It’s a Crispy Boy Revolution and Utah Backed Right into it
Beer & Spirits
It finally happened. Because of draconian laws on what we can drink on draft, the latest craze in craft beer has caught up to the Beehive State, almost like lapping the slowest kid in class during the mile run. More and more people are ordering something light and easy-to-drink at the bar these days — and wouldn’t you know it, Utah’s craft breweries are more than happy to oblige. Even with the ABV limit being graciously raised by state lawmakers to a very mid 5% (it was not the state lawmakers’ choice to raise it, but that is a different column), imbibers are craving crispy lagers and lighter ales over the heavier IPAs and stouts now more than ever before. By “before,” we are talking about 15 years ago. What led the craft beer drinkers of Utah finally to see the light?

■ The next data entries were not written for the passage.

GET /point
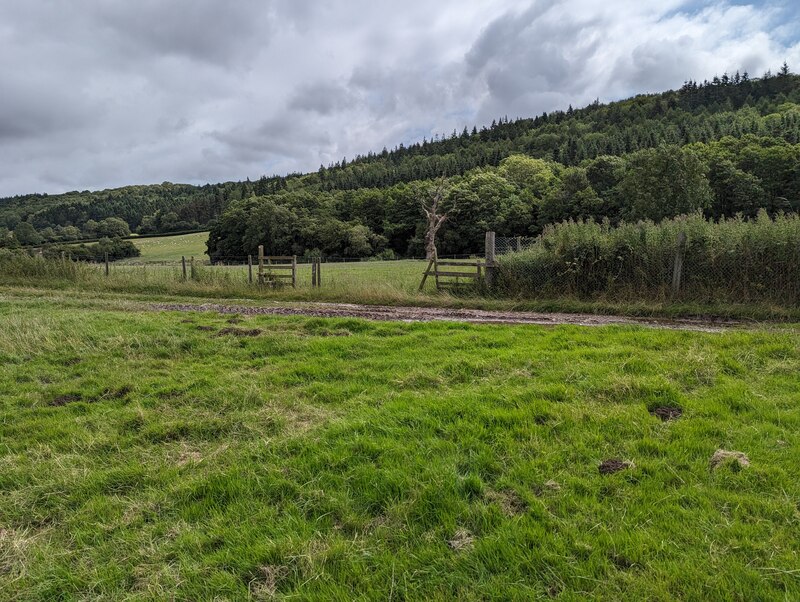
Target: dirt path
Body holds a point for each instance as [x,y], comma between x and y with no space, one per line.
[431,314]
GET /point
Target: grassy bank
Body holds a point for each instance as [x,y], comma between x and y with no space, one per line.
[171,248]
[154,456]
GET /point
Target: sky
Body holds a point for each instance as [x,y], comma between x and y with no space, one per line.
[96,94]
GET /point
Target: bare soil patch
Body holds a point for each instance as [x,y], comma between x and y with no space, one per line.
[63,400]
[613,465]
[433,314]
[461,540]
[239,332]
[737,460]
[667,413]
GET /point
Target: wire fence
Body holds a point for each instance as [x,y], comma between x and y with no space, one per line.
[235,275]
[516,244]
[671,269]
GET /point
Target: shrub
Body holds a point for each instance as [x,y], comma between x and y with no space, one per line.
[733,260]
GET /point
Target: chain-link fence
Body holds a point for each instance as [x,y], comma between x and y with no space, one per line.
[516,244]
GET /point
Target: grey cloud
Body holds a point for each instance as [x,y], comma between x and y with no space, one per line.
[322,97]
[202,30]
[100,94]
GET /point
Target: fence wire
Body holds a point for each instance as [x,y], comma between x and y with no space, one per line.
[700,270]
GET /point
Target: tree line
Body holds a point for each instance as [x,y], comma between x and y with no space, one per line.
[731,144]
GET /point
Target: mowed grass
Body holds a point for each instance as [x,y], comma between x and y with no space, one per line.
[151,456]
[171,248]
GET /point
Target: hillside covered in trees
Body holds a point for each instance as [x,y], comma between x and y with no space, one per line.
[728,146]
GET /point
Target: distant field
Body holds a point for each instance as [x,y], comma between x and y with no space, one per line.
[189,456]
[171,248]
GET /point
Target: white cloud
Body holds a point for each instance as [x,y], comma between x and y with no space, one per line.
[113,93]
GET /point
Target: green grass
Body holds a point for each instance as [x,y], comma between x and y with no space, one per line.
[172,248]
[335,459]
[368,282]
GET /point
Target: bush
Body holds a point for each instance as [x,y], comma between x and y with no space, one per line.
[733,260]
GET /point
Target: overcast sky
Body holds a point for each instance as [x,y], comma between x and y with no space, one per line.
[104,93]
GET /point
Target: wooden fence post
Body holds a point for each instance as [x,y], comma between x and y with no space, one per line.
[677,267]
[490,265]
[260,264]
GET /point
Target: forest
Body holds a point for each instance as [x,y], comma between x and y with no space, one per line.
[725,147]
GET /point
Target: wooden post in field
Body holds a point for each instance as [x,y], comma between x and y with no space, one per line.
[489,258]
[677,268]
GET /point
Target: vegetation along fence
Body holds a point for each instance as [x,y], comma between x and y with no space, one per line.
[683,259]
[687,258]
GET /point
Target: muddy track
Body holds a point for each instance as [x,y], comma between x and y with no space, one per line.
[433,314]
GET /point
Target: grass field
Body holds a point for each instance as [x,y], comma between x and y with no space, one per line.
[172,248]
[152,456]
[367,282]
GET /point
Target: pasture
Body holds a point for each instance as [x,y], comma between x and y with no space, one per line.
[171,248]
[162,455]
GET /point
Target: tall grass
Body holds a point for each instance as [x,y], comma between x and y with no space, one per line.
[733,260]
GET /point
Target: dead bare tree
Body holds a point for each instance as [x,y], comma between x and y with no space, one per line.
[432,203]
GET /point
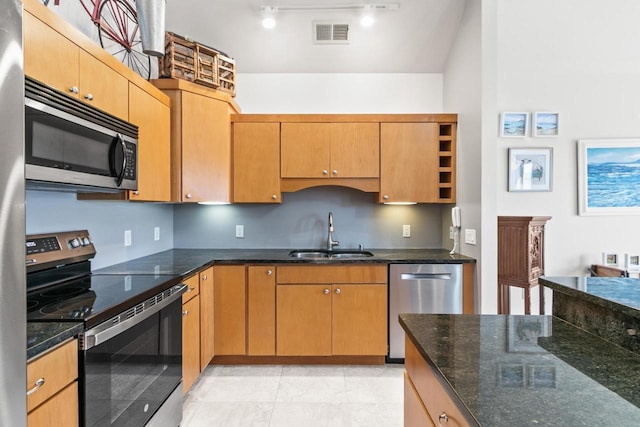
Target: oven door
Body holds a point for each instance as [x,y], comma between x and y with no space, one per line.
[126,378]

There is a theory that yesterday’s IPA chuggers are today’s lager enthusiasts. Let’s face it, 10% ABV hop bombs aren’t just exploding with aroma and
flavor, they also tend to set off a timed implosion of the tummy. Popping open a pilsner means less alcohol, hoppy hiccups and money spent on TUMS. There is also the added benefit that you can throw back a couple of them without becoming too intoxicated to jump on the right TRAX line home.
Locally made lagers have exponentially increased in quality and quantity. Craft brewers today have become experts at utilizing a soft touch when it comes to lower-ABV beers. Brewing an amazing IPA isn’t easy, but brewing a drinkable one isn’t that hard. Think of it like this: I look amazing in a tuxedo. Take that tuxedo off and you’ve got a 40-something-year-old body, 30 pounds from dad bod status, in a pair of boxers and socks. IPAs taste fine with a lot of hops and a little booze, but strip away all the hops and booze and that beer has nowhere to hide. Lagers brewed today with amazing ingredients, expert brewing practices and increasingly forgiving bottom-fermented yeast is like if I started Ozempic, got an Anytime Fitness membership and started a strict Mediterranean diet. In other words, craft pilsners and lagers brewed today look good and taste even better.

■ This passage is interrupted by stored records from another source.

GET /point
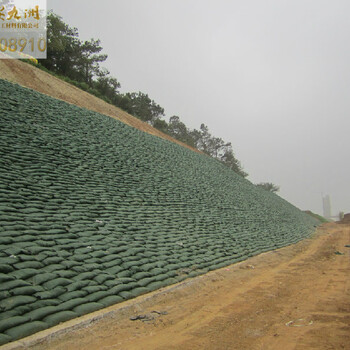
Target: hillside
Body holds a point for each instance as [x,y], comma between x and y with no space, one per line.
[38,80]
[94,212]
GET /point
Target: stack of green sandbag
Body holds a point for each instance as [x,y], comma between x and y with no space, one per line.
[94,212]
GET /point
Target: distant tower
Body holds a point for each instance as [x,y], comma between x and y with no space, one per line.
[327,207]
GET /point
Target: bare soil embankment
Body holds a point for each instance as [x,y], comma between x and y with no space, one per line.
[294,298]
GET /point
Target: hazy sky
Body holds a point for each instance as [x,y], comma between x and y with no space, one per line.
[271,76]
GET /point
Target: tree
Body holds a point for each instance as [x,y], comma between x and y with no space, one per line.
[107,85]
[268,186]
[142,107]
[178,130]
[89,59]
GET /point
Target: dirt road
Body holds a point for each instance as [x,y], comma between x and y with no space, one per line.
[296,298]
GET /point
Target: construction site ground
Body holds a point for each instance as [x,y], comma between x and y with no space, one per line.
[294,298]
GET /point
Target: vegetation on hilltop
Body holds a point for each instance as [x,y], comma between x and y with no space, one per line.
[78,62]
[268,186]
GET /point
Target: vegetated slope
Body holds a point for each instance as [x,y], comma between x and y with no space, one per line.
[94,212]
[36,79]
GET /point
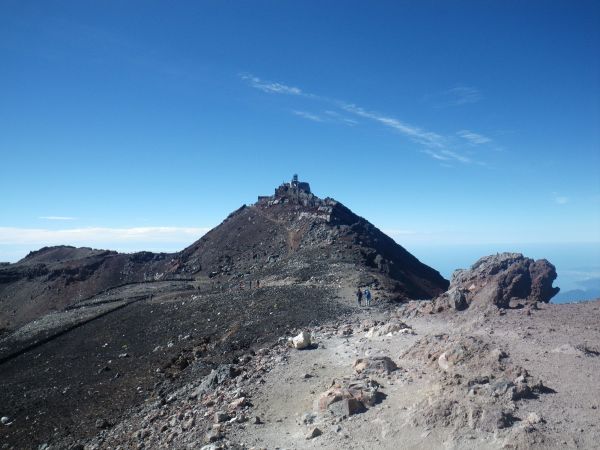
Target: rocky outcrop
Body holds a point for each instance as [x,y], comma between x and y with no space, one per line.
[499,280]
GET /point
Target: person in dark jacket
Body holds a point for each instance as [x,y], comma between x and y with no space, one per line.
[367,297]
[359,296]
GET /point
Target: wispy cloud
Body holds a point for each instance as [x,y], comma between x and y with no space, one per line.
[424,137]
[439,147]
[98,235]
[57,218]
[473,138]
[336,116]
[271,87]
[456,96]
[307,115]
[448,155]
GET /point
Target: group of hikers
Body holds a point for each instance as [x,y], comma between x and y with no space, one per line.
[366,294]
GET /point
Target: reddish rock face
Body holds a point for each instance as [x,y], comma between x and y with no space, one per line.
[498,279]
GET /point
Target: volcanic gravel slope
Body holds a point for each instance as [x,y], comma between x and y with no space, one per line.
[288,236]
[90,335]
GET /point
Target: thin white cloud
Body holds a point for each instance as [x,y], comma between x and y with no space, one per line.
[336,116]
[561,199]
[271,87]
[447,155]
[57,218]
[424,137]
[98,235]
[473,138]
[437,145]
[307,115]
[462,95]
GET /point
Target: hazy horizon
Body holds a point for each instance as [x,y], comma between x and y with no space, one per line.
[141,125]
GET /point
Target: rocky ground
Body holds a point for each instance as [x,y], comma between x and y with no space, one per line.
[511,378]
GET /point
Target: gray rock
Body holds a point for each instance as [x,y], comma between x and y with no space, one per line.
[313,433]
[102,424]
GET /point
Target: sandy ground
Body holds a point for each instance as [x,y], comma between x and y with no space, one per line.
[547,343]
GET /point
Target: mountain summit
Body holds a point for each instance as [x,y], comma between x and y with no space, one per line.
[295,236]
[289,237]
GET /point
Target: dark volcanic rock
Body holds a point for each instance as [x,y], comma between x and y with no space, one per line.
[54,278]
[498,279]
[295,235]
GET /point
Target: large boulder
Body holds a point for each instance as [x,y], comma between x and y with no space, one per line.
[498,279]
[349,397]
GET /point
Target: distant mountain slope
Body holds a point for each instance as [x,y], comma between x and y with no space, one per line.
[290,237]
[296,235]
[53,278]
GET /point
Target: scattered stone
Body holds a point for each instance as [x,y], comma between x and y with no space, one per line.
[102,424]
[533,419]
[238,403]
[301,341]
[375,365]
[313,433]
[221,416]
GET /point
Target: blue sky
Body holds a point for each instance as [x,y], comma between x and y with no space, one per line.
[139,125]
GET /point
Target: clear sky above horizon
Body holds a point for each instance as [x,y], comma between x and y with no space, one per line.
[141,124]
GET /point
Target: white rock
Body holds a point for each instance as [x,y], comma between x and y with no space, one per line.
[533,418]
[443,362]
[301,341]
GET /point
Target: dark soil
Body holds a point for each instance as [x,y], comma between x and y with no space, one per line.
[62,387]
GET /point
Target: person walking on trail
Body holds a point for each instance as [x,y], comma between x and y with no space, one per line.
[359,296]
[368,297]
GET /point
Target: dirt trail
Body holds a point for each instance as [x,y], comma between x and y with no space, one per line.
[570,414]
[288,395]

Local tap handles are now filled with excellent beers, though that wasn’t always the case. In Utah, we have been spoiled with Bohemian Brewery’s excellent Czech Pilsner, but now we also have amazing pilsners from Fisher Brewing Company, Proper Brewing Co. and Templin Family Brewing. Delicious Mexican-style lagers from Bohemian, Uinta Brewing Co. and Shades Brewing can be spotted at bars and restaurants around town.
Kiitos Brewing, one of Salt Lake’s better-known breweries for big, bitter beers, has started to see people choosing lighter, hoppy beers. Director of Brewing Patrick Bourque says, “At Kiitos, most of our IPAs have taken this shift as well — to make them more drinkable and refreshing, rather than heavy and cloying.”
But big IPAs still reign supreme. Squatters Pub Brewery’s Hop Rising Double IPA is the best-selling beer at Utah’s liquor stores, according to the Utah Department of Alcoholic Beverage Services (DABS). But go down that list and you start to see some lighter options. Modelo Negra is the second-best seller statewide and Epic Brewing Company’s Los Locos Mexican-style Lager is in the top 20, with Blue Moon and Bell’s Brewery’s Oberon Ale not too far behind. Revolutions never start with a bang, but with the soft crack of a beer can opening. I think Patrick Henry said that.
“All across the country, I would say there is a universal shift toward lagers,” says Bourque. “Salt Lake City is finally starting to see this trend. We are usually a few years behind places like Denver or Portland.”
It doesn’t matter how we got here; it matters that we finally arrived. In a state known for seeing visions and witnessing miracles, it’s about time the crispy boy revolution came to the Beehive State and allowed Utah’s craft beer community to finally see the light.